Lo mejor, en palabras de Sonia Ledesma, es predicar con el ejemplo. Dediquemos los ratos en común con la familia a charlar, no a mirar el teléfono. Se puede establecer un horario para consultar el móvil, hacer gestiones o, por qué no, pasar un pequeño rato viendo vídeos de lo que nos gusta, chateando con amigos o respondiendo a ese montón de correos acumulados en la bandeja de entrada. Siempre con un límite de tiempo. Se puede utilizar como excusa el interés de nuestros hijos por un contenido concreto (vídeos de maquillaje, de parkour, de videojuegos, de recetas de cocina o manualidades) para hacerlos salir de ahí, levanten la vista y nos cuenten qué han visto, qué les ha resultado interesante, por qué siguen a tal o cual creador de contenido, etc. Hay que hablarles de los riesgos, de lo que implica también compartir algo íntimo (una foto, una crítica, un chisme), hablarles de que, tras una pantalla, siempre hay una persona, y esa persona a veces no es quien dice ser. Un ejemplo de esto: Un hombre de 38 años llega a la casa de una familia porque los niños le habían dado su dirección por Roblox
Siento, según escribo estas líneas, que el tema da para mucho más. Me doy cuenta, además, de lo incongruente que resulta estar hablando de dejar el teléfono a un lado cuando tú, estimado lector, tienes estas líneas en la pantalla de tu teléfono. Sin él, este texto no llegaría a ti, probablemente. In medio stat virtus (la virtud está en el medio). Tenemos en el bolsillo una herramienta increíble de información, entretenimiento y posibilidades. Pero fuera de ahí está la vida. Saber equilibrar ambos extremos es el reto al que nos enfrentamos, y es un reto en el que debemos implicarnos todos. El otro día mi hijo volvió de pasar una semana con los compañeros y algunos profesores de clase esquiando y haciendo otras actividades de ocio. En las normas de la convivencia venía bien clara la prohibición de llevar móvil o dispositivos electrónicos. El día de su regreso, un correo electrónico de la directora del instituto nos llegó a los padres con un tirón de orejas para las familias que hicieron caso omiso de la prohibición. Muchos estudiantes se llevaron el móvil a la «semana blanca». Qué terrible no ser capaces de limitar esto.

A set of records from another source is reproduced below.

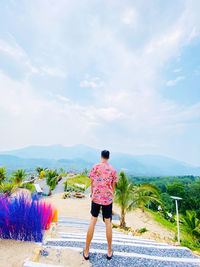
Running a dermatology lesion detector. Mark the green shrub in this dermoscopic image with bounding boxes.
[138,227,148,234]
[0,182,16,195]
[22,183,36,193]
[0,167,6,184]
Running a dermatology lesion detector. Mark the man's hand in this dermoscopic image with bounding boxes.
[91,180,93,195]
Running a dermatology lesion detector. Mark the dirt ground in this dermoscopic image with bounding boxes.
[0,193,174,267]
[48,194,174,241]
[0,239,36,267]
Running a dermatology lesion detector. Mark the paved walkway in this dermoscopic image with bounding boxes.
[40,217,200,267]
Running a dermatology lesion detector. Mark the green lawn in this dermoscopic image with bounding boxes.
[63,175,91,192]
[145,209,200,253]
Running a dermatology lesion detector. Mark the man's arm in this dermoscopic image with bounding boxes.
[91,180,93,195]
[111,182,115,194]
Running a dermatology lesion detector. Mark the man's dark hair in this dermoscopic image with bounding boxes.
[101,150,110,159]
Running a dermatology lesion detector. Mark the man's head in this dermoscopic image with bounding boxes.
[101,150,110,161]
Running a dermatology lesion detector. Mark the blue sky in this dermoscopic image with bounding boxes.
[0,0,200,165]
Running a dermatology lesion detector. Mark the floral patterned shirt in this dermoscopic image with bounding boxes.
[89,162,118,205]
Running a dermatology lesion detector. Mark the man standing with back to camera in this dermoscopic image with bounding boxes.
[83,150,118,260]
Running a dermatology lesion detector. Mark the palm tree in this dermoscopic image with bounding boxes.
[84,168,89,176]
[129,183,162,212]
[182,210,200,241]
[0,182,16,195]
[0,167,6,184]
[115,171,161,227]
[46,170,57,196]
[115,171,133,227]
[12,169,27,186]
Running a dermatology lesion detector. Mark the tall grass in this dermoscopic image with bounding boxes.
[0,194,54,242]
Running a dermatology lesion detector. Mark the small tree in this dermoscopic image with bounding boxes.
[182,210,200,241]
[46,170,57,196]
[12,169,27,186]
[129,183,162,212]
[84,168,89,176]
[0,167,6,184]
[0,182,16,195]
[115,171,133,227]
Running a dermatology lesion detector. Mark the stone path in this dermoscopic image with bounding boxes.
[39,217,200,267]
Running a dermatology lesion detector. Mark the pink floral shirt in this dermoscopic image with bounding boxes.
[89,162,118,205]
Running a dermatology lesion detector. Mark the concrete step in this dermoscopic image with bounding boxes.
[41,246,200,267]
[58,231,168,246]
[45,238,196,258]
[23,261,65,267]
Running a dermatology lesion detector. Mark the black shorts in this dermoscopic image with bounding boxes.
[91,201,112,220]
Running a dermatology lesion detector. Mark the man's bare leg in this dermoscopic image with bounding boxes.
[104,219,112,257]
[84,216,97,257]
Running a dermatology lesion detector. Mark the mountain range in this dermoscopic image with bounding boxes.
[0,145,200,176]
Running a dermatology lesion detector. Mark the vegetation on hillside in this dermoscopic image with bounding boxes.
[46,170,57,196]
[0,167,6,184]
[115,171,161,227]
[129,176,200,251]
[64,175,91,192]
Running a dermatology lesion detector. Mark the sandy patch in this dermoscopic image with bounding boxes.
[39,248,91,267]
[47,193,91,219]
[114,205,174,240]
[0,239,37,267]
[48,193,174,241]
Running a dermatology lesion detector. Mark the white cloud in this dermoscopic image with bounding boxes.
[174,68,182,73]
[167,76,185,86]
[0,0,200,164]
[122,8,138,28]
[41,66,67,78]
[0,39,26,58]
[80,74,104,88]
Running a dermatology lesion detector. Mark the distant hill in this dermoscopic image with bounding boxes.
[0,145,200,176]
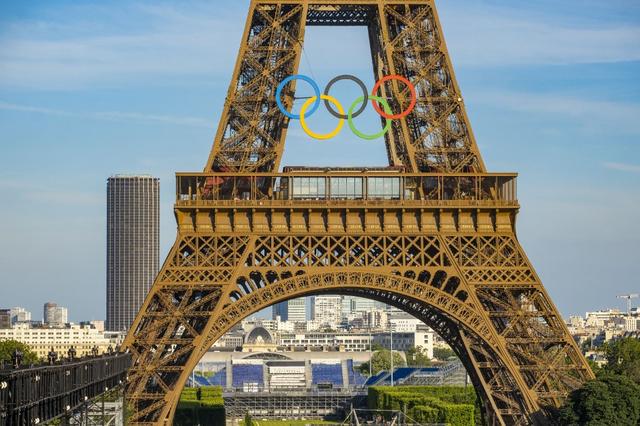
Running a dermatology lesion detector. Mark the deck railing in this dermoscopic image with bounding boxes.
[176,172,517,206]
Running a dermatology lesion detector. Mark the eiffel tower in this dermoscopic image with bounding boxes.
[124,0,593,425]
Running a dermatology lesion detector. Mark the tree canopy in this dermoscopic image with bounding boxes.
[605,337,640,384]
[560,374,640,426]
[560,338,640,426]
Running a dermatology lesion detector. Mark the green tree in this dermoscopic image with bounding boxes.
[604,337,640,384]
[407,346,431,367]
[0,340,39,365]
[558,374,640,426]
[433,348,456,361]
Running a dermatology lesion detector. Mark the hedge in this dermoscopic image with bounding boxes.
[174,386,225,426]
[368,386,481,426]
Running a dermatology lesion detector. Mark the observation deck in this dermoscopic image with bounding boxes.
[175,167,520,234]
[176,167,519,208]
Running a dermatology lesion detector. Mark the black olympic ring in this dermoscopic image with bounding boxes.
[324,74,369,120]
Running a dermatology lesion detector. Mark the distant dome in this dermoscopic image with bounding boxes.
[244,327,274,345]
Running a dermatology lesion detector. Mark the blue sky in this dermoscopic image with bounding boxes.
[0,0,640,321]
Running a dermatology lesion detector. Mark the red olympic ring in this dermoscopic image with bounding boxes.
[371,74,417,120]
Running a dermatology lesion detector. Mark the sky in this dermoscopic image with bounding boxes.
[0,0,640,321]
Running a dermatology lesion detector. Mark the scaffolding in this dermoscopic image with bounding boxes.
[223,388,367,420]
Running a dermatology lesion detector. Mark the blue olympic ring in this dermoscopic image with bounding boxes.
[276,74,321,120]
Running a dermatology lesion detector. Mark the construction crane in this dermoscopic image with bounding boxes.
[618,293,640,315]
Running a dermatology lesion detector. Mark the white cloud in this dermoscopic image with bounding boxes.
[0,2,640,89]
[0,5,242,89]
[604,162,640,173]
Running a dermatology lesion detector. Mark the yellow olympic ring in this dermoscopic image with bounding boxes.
[300,95,344,140]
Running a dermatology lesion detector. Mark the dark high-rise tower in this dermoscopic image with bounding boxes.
[106,175,160,331]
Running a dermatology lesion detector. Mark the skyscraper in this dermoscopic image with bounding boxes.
[271,297,307,322]
[42,302,69,327]
[106,175,160,331]
[11,306,31,324]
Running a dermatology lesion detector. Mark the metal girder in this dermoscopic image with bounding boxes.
[205,0,485,172]
[124,0,593,425]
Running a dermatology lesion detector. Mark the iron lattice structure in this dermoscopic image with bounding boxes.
[125,0,593,425]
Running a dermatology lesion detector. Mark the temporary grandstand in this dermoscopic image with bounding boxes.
[189,356,467,419]
[364,360,469,386]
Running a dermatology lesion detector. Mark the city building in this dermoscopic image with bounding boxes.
[271,297,307,322]
[43,302,69,327]
[313,296,342,329]
[342,296,376,318]
[0,322,121,358]
[280,332,372,352]
[373,325,435,358]
[106,175,160,331]
[11,306,31,324]
[0,309,11,328]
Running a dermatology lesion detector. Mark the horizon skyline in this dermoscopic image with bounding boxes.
[0,0,640,321]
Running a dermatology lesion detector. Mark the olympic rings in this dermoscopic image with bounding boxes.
[347,95,391,141]
[371,74,417,119]
[324,74,369,119]
[275,74,417,140]
[300,95,344,139]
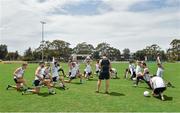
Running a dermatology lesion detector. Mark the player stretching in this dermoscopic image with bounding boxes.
[65,62,82,83]
[6,63,28,91]
[22,62,56,95]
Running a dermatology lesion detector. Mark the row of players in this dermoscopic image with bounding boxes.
[7,57,118,94]
[7,55,172,100]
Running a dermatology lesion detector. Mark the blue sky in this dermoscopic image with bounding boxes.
[0,0,180,54]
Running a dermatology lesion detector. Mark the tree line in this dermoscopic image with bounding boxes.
[0,39,180,61]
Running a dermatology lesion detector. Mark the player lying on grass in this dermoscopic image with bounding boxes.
[110,68,119,79]
[84,61,92,80]
[95,60,100,76]
[134,62,151,89]
[22,62,56,94]
[6,63,28,91]
[156,63,174,88]
[65,62,82,83]
[150,76,166,100]
[124,61,136,80]
[52,61,65,89]
[96,54,111,94]
[52,57,66,77]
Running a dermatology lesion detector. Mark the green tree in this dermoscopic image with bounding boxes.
[123,48,130,60]
[0,44,8,60]
[23,47,34,61]
[6,51,19,60]
[167,39,180,61]
[73,42,94,54]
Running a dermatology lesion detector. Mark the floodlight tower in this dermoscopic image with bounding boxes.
[40,21,46,61]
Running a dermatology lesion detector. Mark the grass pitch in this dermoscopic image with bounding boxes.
[0,63,180,112]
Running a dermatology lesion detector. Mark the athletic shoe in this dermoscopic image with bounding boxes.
[161,96,165,101]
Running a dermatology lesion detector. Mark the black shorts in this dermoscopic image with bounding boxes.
[154,87,166,95]
[84,71,92,76]
[14,78,18,84]
[52,77,58,82]
[69,76,76,80]
[34,80,40,87]
[99,72,110,80]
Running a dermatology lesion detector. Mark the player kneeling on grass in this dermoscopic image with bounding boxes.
[150,76,166,100]
[124,61,136,80]
[95,60,100,76]
[6,63,28,91]
[52,61,65,89]
[84,61,92,80]
[96,54,111,94]
[22,62,56,94]
[65,62,82,83]
[134,62,151,89]
[110,68,119,79]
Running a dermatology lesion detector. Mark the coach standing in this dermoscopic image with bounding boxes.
[96,54,111,94]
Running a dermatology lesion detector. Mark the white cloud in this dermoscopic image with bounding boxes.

Termino recomendando esta página con recursos para familias y docentes: https://educaciondigitalresponsable.org/, y dos libros que a mí me han entusiasmado, no solo por el tema del móvil, sino por otras muchas cosas: Salmones, hormonas y pantallas, del Dr. Miguel Ángel Martínez-González, y El valor de la atención, de Johann Hari.